Again, same as my reply above... if you have to connect using GPRS then you are not receiving the service you are paying for.. you are paying for broadband while GPRS is a dial up service.. so if you have to use GPRS then you are entitled to a refund or compensation.. you are also entitled to a legally formed contract which you don't have.. as per the most up to date info available from Comreg, see report Comreg 07/49

So again.. write to Vodafone requesting a refund for the periods of non-service, and mention the illegally formed contract.. also write to Comreg asking them to determine if your contract is legal.. make sure you quote their own report which states that Vodafone are breaking the law, as per July, 2007,  the most recent and only report that Comreg have bothered to carry out since 2003 when the law came into force, this is despite the fact that they have an obligation to enforce the law and they are not doing so...

Cheers so, Joe


----------



## nightdude (28 Jul 2009)

I would like to say a big huge thankyou to Joe for the sound advice....I would have got back to you earlier, but...you guessed it, my broadband was down....
My provider is Perlico & to be honest, I agree with Bubbly Scott & wish I had never had anything to do with them...
I will definately not be signing with them again & I will be contacting comreg to issue a complain on a number of service issues, both broadband service & "customer service". In my experience, both have been seriously insufficient & not worth switching too for the sake of saving a few euro
Broadband service has been down more than it has been availible, customer service fail to reply to e-mails, they keep sending out bills that have already been paid, when you call the "cust. service" they try & fob you off & give you NO explanation as to what the problem is or when it will be resolved, when you are lucky enough to get a narrow window of service, you are left seething when it quickly dissapears & you cannot view any web pages. Also, when I signed up, they failed to implement the standing order with the information I provided, which led to my phone being disconnected with NO notice or warning & a bill for 6 months useage 
It is my opinion that I would not recommend them to my worst enemy & I will be persuing breach of contract for failing to provide a reasonable service.
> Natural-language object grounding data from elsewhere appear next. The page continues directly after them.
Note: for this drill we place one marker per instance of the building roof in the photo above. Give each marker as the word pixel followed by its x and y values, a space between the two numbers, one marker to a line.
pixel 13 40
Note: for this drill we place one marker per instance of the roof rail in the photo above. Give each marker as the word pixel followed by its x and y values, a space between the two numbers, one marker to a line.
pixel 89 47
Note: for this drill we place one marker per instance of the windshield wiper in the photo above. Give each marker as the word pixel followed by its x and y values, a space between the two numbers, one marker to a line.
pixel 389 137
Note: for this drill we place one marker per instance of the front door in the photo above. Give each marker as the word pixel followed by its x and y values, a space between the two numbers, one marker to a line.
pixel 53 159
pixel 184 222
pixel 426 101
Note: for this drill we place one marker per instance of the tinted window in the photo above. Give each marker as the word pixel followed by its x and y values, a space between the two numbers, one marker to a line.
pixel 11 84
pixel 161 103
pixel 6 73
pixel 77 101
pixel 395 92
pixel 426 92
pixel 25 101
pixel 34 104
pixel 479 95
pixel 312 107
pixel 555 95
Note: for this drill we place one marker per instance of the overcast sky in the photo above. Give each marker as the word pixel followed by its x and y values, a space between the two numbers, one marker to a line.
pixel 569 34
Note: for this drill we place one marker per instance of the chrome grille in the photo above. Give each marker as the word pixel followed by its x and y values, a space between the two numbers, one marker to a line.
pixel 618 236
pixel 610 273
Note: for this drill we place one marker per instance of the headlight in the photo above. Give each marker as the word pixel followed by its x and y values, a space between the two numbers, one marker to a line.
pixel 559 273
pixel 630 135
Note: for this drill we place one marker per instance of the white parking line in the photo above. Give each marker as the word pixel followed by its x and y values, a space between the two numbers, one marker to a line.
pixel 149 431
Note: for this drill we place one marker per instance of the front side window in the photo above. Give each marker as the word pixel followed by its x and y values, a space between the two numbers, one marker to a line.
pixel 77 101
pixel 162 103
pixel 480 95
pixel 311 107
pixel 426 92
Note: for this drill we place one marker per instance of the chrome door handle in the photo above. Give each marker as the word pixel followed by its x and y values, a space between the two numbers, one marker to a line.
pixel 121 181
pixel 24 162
My opinion is that they are a nightmare!


----------



## pinoyireland (11 Nov 2009)

i knew it was perlico when i read the topic "*Broadband Problems ". *


----------



## Guest128 (11 Nov 2009)

Im with O2 mobile BB and had limited connection at the end of September for about two weeks. I complained a about 6 times eventually getting to a supervisor and got two months free following resolution of the issues (they never actually told me issue was resolved but service is back as it was before). You really need to push BB providers to get any satisfaction, mentioning ComReg usually gets their attention


----------